Days 47 & 48: Toronto, Ontario

We left Montreal a day early to head to the last destination in our North American road trip, Toronto. When we initially booked our flights home, Toronto seemed the natural choice – a big, Canadian city with lots to see and do. However, having spent 8 months in Vancouver, the desire to see Toronto diminished, partly due to the rivalry to two cities have with one another (particularly on a hockey rink). But having done everything we’d wanted in Montreal, it was time to move on.

And as it turned out, there was plenty to enjoy about Toronto. Not just the expected big city feel (being the largest Canadian and 5th largest North American city) with a downtown core chock full of gleaming, shiny glass skyscrapers of a size to rival Chicago’s.

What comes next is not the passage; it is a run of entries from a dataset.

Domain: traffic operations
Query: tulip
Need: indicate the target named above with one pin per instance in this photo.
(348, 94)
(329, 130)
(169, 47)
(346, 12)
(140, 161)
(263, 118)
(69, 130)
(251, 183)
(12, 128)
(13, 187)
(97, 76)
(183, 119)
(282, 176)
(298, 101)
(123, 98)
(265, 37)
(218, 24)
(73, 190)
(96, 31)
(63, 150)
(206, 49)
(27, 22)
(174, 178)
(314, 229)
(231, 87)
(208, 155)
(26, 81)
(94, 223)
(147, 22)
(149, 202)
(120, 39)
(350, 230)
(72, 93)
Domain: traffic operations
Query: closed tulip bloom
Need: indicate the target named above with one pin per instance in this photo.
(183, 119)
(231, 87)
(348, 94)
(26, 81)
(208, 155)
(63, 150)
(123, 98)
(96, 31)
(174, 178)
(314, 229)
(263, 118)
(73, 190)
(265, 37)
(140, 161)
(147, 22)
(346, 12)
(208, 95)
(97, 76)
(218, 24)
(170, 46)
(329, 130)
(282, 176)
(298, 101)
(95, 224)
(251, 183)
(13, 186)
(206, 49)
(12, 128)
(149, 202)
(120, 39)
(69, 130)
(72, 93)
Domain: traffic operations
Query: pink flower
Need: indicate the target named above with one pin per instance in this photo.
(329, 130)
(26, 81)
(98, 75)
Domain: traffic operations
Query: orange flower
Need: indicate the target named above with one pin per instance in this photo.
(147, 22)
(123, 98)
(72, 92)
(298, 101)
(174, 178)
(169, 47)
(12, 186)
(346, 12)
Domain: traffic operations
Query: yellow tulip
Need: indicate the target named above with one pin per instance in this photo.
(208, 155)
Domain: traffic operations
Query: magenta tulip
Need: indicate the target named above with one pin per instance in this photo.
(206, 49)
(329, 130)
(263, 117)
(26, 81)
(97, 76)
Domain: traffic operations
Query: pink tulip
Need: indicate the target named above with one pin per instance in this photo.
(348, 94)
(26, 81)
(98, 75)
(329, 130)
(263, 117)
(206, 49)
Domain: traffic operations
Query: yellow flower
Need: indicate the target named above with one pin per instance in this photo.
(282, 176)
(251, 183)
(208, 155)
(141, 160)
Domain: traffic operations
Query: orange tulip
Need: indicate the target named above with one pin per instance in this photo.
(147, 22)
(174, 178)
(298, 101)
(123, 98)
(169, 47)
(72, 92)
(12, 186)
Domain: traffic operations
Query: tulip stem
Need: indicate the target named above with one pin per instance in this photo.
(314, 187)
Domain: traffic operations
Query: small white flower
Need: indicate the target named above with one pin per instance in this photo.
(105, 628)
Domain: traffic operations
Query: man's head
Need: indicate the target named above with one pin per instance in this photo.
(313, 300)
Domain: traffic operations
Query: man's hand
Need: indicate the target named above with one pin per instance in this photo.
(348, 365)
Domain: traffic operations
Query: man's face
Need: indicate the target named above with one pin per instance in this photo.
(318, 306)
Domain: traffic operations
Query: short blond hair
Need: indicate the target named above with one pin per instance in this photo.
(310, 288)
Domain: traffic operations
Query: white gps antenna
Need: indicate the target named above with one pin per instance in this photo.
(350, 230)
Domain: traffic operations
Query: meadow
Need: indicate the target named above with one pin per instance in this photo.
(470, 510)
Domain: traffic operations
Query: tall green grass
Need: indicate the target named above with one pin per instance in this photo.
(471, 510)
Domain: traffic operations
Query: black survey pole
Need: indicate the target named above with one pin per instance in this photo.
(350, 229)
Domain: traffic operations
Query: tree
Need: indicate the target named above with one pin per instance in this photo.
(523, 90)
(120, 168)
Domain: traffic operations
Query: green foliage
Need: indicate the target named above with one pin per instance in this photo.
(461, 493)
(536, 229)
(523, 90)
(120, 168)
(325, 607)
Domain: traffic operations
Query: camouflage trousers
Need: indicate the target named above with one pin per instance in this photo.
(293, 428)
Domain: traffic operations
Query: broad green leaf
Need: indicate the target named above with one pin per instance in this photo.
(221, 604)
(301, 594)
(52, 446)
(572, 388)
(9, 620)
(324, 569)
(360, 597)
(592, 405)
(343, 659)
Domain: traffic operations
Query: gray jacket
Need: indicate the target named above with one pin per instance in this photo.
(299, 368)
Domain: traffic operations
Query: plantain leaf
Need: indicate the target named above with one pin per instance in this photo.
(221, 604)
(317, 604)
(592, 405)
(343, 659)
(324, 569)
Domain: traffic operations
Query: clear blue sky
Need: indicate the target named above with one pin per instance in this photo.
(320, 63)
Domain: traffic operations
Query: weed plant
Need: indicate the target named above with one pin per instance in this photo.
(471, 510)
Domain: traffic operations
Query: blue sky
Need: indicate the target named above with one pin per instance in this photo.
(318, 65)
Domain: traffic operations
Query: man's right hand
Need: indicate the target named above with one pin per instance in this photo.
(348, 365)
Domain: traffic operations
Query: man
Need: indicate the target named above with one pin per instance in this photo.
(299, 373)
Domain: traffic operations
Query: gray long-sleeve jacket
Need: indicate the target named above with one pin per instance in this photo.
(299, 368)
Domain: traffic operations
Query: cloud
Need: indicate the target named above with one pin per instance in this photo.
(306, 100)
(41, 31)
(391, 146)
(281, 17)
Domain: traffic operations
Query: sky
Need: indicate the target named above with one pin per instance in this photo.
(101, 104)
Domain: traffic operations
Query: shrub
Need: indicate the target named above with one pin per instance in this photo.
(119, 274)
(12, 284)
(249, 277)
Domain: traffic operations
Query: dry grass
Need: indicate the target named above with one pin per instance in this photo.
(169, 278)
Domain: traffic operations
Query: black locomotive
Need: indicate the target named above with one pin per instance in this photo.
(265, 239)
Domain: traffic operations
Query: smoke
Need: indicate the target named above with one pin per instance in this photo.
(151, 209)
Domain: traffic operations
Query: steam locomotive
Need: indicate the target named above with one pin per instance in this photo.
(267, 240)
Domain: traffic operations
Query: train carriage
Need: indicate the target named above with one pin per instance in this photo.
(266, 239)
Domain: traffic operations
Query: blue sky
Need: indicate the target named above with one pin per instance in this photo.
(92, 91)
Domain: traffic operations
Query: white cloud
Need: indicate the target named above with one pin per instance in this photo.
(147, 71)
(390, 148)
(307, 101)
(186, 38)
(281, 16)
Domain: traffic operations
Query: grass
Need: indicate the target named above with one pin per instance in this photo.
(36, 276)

We spent our first evening in the city, having taken a train from Montreal (which this time really was a train, though hideously expensive, not very comfortable but at least on schedule) exploring the entertainment district (the usual mix of clubs, bars and quick restaurants) and then the fashion district (which turned out to be a thoroughly enjoyable mix of boutiques and quaint arts & crafts stores). I hadn’t expected to find so easily an area as enjoyable as this, similar to Main and Commercial back in Vancouver.

The following day called for some serious touristy stuff (having whiled away the afternoon in the Bank of Montreal closing bank accounts and signing countless things in order to get the rest of my cash out) – namely the CN Tower.

I’m not quite sure what to make of it. While undoubtedly being the tallest building in the world, it isn’t really much of a building – not in the sense of the Sears Tower (only marginally shorter if you ignore the decorative spike on top of Toronto’s finest) or the John Hancock Center in Chicago, which are skyscrapers in the true sense. That said, the CN Tower gives an amazing view of Toronto. We paid the extra couple of dollars for the higher skypod, which didn’t dramatically improve the view, but was rather fun in the slower, darkened elevator. Having said that, the maintenance guy on the way down from the very very top said the view for the point of the antenna was spectacular (if not terrorfying). Changing lightbulbs half a kilometre from the ground must be a scary thing…

The evening brought an early gig from locals The Hidden Cameras, one of two small gigs they were playing in the Greater Toronto region before embarking on a horde of international festival dates. The show itself was good fun, though the surreality was increased by the number of under age kids there and the fact it was all being filmed, presumably for a DVD release. THC haven’t disappointed me live yet and with even more members than usual (around a dozen, excluding the 10 member choir that joined them onstage) they always present something fun to look at – be it the two girls stage right trying to outdance and out keyboard one another, or the cellists getting totally into it.